Zadig, étant donné qu’il accède à la vérité par l’esprit critique, représente un danger pour les défenseurs de la tradition (les mages). Il est en danger pour les mages qui entretiennent le peuple dans la crédulité et l’ignorance.
II. La satire de la justice
La satire de la justice repose sur le registre ironique.
A. Le fonctionnement de la justice
Des condamnations excessives : Knout plus condamnation : c’est excessif compte tenu de la supposition de vol. Et l’amende excessive est choisie par le narrateur pour rentre la justice encore plus ridicule.
Une justice expéditive : « à peine » dénote la rapidité du jugement, « ne doutèrent pas » (litote) renvoie à la rapidité ; l’amende très lourde montre que la justice est intéressée et pressée.

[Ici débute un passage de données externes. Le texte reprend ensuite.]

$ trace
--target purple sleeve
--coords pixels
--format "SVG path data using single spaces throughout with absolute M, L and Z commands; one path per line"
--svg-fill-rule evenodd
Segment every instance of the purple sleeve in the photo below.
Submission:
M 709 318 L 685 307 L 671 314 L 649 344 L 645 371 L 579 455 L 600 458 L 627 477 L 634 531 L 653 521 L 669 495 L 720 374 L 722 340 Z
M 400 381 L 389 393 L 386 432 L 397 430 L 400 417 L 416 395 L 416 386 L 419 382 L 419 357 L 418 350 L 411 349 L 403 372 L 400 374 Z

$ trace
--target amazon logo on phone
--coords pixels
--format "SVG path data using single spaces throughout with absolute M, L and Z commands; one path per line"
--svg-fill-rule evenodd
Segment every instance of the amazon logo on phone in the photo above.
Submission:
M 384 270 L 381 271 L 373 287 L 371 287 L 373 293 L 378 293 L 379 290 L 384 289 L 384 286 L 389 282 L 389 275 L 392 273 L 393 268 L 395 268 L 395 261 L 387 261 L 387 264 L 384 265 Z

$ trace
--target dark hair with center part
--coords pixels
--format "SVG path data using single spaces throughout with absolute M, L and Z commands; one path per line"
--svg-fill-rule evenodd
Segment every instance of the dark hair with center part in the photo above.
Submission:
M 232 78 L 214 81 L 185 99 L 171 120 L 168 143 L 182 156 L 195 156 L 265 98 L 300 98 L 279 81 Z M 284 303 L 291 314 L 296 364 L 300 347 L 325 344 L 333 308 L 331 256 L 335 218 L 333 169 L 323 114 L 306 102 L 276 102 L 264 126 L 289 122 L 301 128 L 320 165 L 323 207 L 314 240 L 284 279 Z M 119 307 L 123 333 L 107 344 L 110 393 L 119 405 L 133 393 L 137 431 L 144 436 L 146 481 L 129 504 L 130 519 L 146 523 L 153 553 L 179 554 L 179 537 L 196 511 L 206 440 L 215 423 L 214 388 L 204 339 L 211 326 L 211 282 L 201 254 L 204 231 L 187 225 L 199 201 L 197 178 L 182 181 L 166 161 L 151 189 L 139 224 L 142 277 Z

Une justice autoritaire : elle ne donne pas la parole à l’accusé. Il n’a la parole qu’une fois avoir été innocenté et payé l’amende. Les verbes « il fallut » et « il fut permis », ainsi que les connecteurs « d’abord » et « après quoi » soulignent les obstacles à la défense de l’accusé. On nous décrit ici une justice absurde, qui est bien sûr une parodie de procès.

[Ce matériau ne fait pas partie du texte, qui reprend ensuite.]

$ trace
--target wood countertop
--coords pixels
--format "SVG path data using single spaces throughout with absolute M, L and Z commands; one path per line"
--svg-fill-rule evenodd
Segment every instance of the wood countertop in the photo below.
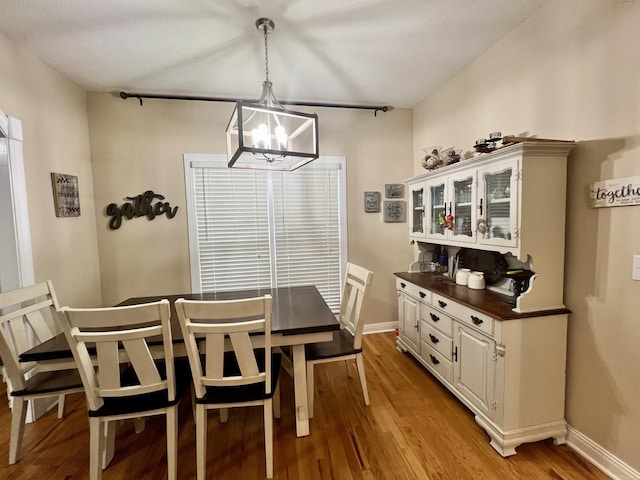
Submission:
M 457 285 L 451 277 L 439 273 L 397 272 L 394 275 L 497 320 L 516 320 L 571 313 L 568 308 L 537 310 L 526 313 L 514 312 L 513 304 L 511 303 L 512 297 L 491 290 L 474 290 L 464 285 Z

Une justice vénale (facilement corruptible, qui se laisse soudoyer) : « beaucoup d’affinité avec l’or », « grand desterham » (trésorier) et l’amende dénoncent le fonctionnement de la justice qui est inéquitable. Zadig ne peut de plus se défendre qu’après avoir payé l’amende. C’est sans doute une dénonciation implicite d’une justice pour les riches.
B. L’ironie du narrateur à travers le plaidoyer de Zadig
Les nombreuses exagérations sont à des fins satiriques :
Le serment de Zadig : c’est une parodie du jugement traditionnel. Il jure qu’il a dit la vérité et non qu’il va la dire.
Les marques du respect de Zadig pour les juges : elles sont si évidentes qu’elles semblent forcées et traduisent l’ironie du narrateur :
Série d’hyperboles pour flatter les juges et les amadouer (mais elles sont ironiques) ;
Les désignations du veneur et de l’eunuque sont très mélioratives à cause du sens des adjectifs et des constructions (par exemple le superlatif) ;
« si je l’ose dire » : formule de courtisan qui se veut respectueuse.
Conclusion
Zadig a été condamné sévèrement seulement pour avoir fait preuve d’esprit critique. Il constitue un danger pour tous ceux qui s’appuient sur la tradition. La satire de la justice dénonce une justice excessive, expéditive, autoritaire, sensible aux flatteries et à l’argent. La critique passe par l’humour et l’ironie.